I'm doing the first exercises with the Lagrangians and Hamiltonians.
Let:
$$L= \frac{m}{2}(\dot{r}^2+r^2\dot{\theta^2})+ \frac{k\cos(\theta)}{r^2}$$ $$p_1=m\dot{r}$$ $$p_2=mr^2\dot{\theta}$$ $$H=\frac{p^2}{2m}-\frac{k\cos(\theta)}{r^2}$$ I do not understand why the Hamiltonian is: $$H=\frac{1}{2m}\left(p_1^2+\frac{p_2^2}{r^2}\right)-\frac{k\cos(\theta)}{r^2}$$ and not $$H=\frac{1}{2m}(p_1^2+ p_2^2)-\frac{k\cos(\theta)}{r^2}$$
On
The answer given by Harry49 is correct but I think that you should also understand the more general approach to the problem. It is not always true that the Hamiltonian $H$ is equal to $T+V$; there are some features that the Lagrangian must obey and one should be careful before stating this equality. In the case above this is a true statement but in general what one will have is that
$$H := \sum_i\dot{q}_i(q_i,p_i,t)p^i - L(q_i,\dot{q}_i(q_i,p_i,t),t)\tag{1}$$
$$p_i := \frac{\partial L}{\partial \dot{q}_i}$$
So, we have the generalized coordinates $r$ and $\theta$ such that there will be generalized momentum for each
$$p_r := \frac{\partial L}{\partial \dot{r}} = m\dot{r}$$ $$p_{\theta} := \frac{\partial L}{\partial \dot{\theta}} = mr^2\dot{\theta}$$
Then we note that there are bijections between the generalized velocities and the generalized momentums, in such a way that we can wright $\dot{r} = \dot{r}(p_r)$ and $\dot{\theta} = \dot\theta(p_\theta, r)$. We then set that in $(1)$, in order to get
$$H = \frac{p_r^2}{m}+\frac{p_\theta^2}{mr^2} - \left( \frac{m}{2}\left(\frac{p_r^2}{m^2}+r^2\frac{p_\theta^2}{m^2r^4}\right)+ \frac{k\cos(\theta)}{r^2} \right)$$
$$H = \underbrace{\frac{p_r^2}{m}-\frac{p_r^2}{2m}}_{p_r²/2m} + \underbrace{\frac{p_\theta ^2}{mr^2} - \frac{p_\theta^2}{2mr^2}}_{p_\theta^2/2mr²} - \frac{k\cos(\theta)}{r^2}$$
$$H = \frac{p_r^2 }{2m}+\frac{p_\theta^2}{2mr^2} - \frac{k\cos(\theta)}{r^2}$$
So we get the $r^2$ below. There are reasons for that, when you go to generalized coordinates that are polar coordinates in order to simplify your treatment you need to maintain the dimensions of the generalized velocities, but because the $\dot\theta$ has dimensions of $s^{-1}$ you get the $r$ in front.
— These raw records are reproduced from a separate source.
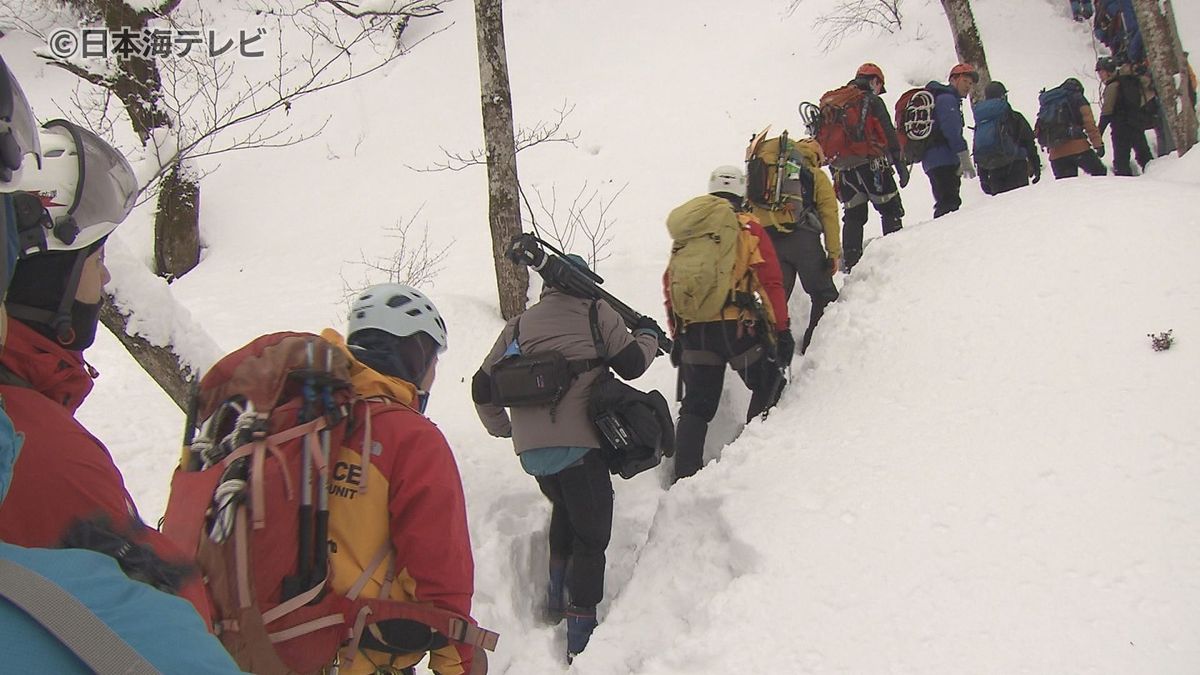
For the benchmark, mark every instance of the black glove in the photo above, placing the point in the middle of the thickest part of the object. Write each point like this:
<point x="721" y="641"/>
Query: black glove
<point x="903" y="173"/>
<point x="647" y="324"/>
<point x="786" y="347"/>
<point x="677" y="353"/>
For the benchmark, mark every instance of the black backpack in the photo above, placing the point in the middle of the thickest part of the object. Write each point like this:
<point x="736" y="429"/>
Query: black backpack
<point x="541" y="378"/>
<point x="1133" y="106"/>
<point x="1059" y="117"/>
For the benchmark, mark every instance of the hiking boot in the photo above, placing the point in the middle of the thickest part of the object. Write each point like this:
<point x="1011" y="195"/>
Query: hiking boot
<point x="556" y="592"/>
<point x="580" y="623"/>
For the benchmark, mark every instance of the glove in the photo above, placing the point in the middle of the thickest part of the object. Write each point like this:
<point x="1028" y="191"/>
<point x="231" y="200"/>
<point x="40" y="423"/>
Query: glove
<point x="647" y="326"/>
<point x="786" y="347"/>
<point x="903" y="173"/>
<point x="966" y="167"/>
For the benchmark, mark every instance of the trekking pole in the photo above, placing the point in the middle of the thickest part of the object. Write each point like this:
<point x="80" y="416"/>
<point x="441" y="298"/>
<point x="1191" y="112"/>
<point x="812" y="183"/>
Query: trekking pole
<point x="299" y="583"/>
<point x="321" y="553"/>
<point x="189" y="459"/>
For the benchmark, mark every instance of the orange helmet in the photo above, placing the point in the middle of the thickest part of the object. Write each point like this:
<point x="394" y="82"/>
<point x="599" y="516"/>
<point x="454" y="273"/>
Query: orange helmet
<point x="871" y="70"/>
<point x="967" y="70"/>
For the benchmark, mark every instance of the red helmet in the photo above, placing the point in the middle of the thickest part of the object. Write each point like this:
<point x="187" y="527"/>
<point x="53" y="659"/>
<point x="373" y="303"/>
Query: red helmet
<point x="967" y="70"/>
<point x="871" y="70"/>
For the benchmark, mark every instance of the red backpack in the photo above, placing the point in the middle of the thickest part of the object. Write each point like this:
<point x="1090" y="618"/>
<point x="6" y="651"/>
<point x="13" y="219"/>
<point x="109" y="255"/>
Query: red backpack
<point x="243" y="503"/>
<point x="845" y="127"/>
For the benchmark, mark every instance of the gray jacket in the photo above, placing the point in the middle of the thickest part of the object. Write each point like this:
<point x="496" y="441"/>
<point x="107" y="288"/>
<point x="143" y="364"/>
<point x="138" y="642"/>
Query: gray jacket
<point x="559" y="322"/>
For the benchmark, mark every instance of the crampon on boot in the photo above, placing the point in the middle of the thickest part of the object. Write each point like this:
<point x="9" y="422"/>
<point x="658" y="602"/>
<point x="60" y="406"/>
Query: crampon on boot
<point x="580" y="623"/>
<point x="556" y="592"/>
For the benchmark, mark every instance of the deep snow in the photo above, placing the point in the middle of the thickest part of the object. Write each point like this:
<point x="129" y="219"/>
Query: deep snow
<point x="982" y="465"/>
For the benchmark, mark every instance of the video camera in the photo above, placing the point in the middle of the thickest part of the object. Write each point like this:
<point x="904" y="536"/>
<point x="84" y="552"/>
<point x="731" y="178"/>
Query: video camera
<point x="559" y="272"/>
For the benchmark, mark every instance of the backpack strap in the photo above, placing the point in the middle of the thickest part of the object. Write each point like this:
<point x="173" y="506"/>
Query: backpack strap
<point x="69" y="620"/>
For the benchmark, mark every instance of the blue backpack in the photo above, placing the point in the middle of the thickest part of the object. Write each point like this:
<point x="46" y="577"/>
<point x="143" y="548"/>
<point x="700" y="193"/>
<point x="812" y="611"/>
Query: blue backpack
<point x="995" y="139"/>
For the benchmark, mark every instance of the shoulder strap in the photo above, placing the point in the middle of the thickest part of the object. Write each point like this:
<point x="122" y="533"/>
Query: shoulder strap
<point x="69" y="620"/>
<point x="597" y="336"/>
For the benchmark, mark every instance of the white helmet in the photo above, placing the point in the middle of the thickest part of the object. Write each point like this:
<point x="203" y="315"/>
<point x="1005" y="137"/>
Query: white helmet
<point x="18" y="129"/>
<point x="400" y="310"/>
<point x="727" y="179"/>
<point x="84" y="184"/>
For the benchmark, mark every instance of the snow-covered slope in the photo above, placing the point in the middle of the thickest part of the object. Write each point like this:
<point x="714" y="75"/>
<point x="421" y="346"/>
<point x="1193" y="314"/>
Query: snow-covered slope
<point x="982" y="465"/>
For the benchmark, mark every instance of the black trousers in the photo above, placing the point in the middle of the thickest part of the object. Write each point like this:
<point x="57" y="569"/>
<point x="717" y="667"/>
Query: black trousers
<point x="1006" y="178"/>
<point x="707" y="348"/>
<point x="801" y="255"/>
<point x="861" y="186"/>
<point x="946" y="184"/>
<point x="1069" y="166"/>
<point x="581" y="524"/>
<point x="1125" y="139"/>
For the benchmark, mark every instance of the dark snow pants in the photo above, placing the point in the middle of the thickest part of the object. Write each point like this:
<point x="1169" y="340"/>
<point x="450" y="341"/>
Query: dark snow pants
<point x="857" y="187"/>
<point x="1127" y="138"/>
<point x="801" y="255"/>
<point x="1006" y="178"/>
<point x="707" y="348"/>
<point x="581" y="524"/>
<point x="1069" y="166"/>
<point x="947" y="185"/>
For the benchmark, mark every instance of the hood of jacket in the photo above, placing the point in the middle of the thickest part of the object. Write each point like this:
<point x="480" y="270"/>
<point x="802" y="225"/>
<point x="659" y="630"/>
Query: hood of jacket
<point x="939" y="88"/>
<point x="369" y="382"/>
<point x="60" y="375"/>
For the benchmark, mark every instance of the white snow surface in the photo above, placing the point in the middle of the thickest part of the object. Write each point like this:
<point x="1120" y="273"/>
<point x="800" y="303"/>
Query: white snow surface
<point x="981" y="465"/>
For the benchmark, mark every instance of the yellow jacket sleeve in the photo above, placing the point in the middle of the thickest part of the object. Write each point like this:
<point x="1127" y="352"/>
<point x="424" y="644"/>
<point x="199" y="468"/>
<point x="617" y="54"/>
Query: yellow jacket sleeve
<point x="827" y="209"/>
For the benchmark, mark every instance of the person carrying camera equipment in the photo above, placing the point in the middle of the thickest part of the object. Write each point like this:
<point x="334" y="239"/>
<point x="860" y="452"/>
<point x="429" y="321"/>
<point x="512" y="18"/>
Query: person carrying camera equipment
<point x="569" y="339"/>
<point x="725" y="305"/>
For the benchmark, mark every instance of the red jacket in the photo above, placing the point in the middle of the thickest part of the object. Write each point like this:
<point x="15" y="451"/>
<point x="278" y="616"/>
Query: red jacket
<point x="412" y="500"/>
<point x="63" y="472"/>
<point x="767" y="272"/>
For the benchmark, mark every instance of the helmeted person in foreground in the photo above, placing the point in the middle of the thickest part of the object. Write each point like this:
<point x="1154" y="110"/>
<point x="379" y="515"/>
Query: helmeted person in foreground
<point x="864" y="181"/>
<point x="948" y="159"/>
<point x="64" y="210"/>
<point x="742" y="320"/>
<point x="557" y="442"/>
<point x="131" y="626"/>
<point x="394" y="338"/>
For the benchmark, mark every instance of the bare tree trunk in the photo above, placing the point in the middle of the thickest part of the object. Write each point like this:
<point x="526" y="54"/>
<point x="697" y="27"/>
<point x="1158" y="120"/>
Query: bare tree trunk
<point x="503" y="191"/>
<point x="161" y="363"/>
<point x="1164" y="52"/>
<point x="138" y="85"/>
<point x="967" y="42"/>
<point x="177" y="242"/>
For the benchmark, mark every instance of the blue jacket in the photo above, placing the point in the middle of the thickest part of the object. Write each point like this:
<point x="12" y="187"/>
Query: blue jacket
<point x="1131" y="35"/>
<point x="163" y="628"/>
<point x="947" y="125"/>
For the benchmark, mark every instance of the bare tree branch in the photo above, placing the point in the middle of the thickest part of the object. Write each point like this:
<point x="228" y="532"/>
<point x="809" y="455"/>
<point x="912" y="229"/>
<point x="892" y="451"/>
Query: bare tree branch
<point x="526" y="137"/>
<point x="852" y="16"/>
<point x="586" y="216"/>
<point x="413" y="261"/>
There are also geometric reasons related to it. The fact that you get a $r^2$ below is just a consequence of changing to Hamilton mechanics but maintaining all these constrains and geometrical/physical knowledge of the movement.
The first part is indeed related to kinetic energy. This kinetic energy has a radial component and a polar component.
The first term in the Lagrangian $L = T-V$ is the kinetic energy $T$, whereas the second term is minus the potential energy $V$. The corresponding Hamiltonian is $H = T+V$, i.e. \begin{aligned} H &= \frac{m}{2} \left({\dot r}^2 + r^2{\dot \theta}^2\right) - \frac{k\cos\theta}{r^2} \\ & = \frac{1}{2m} \left((m {\dot r})^2 + (m r {\dot \theta})^2\right) -\frac{k\cos\theta}{r^2} \\ & = \frac{1}{2m} \left({p_1}^2 + \frac{{p_2}^2}{r^2}\right) - \frac{k\cos\theta}{r^2} \, . \end{aligned} You may have made an algebra mistake replacing $(m r {\dot \theta})^2$ by ${p_2}^2$, which is wrong.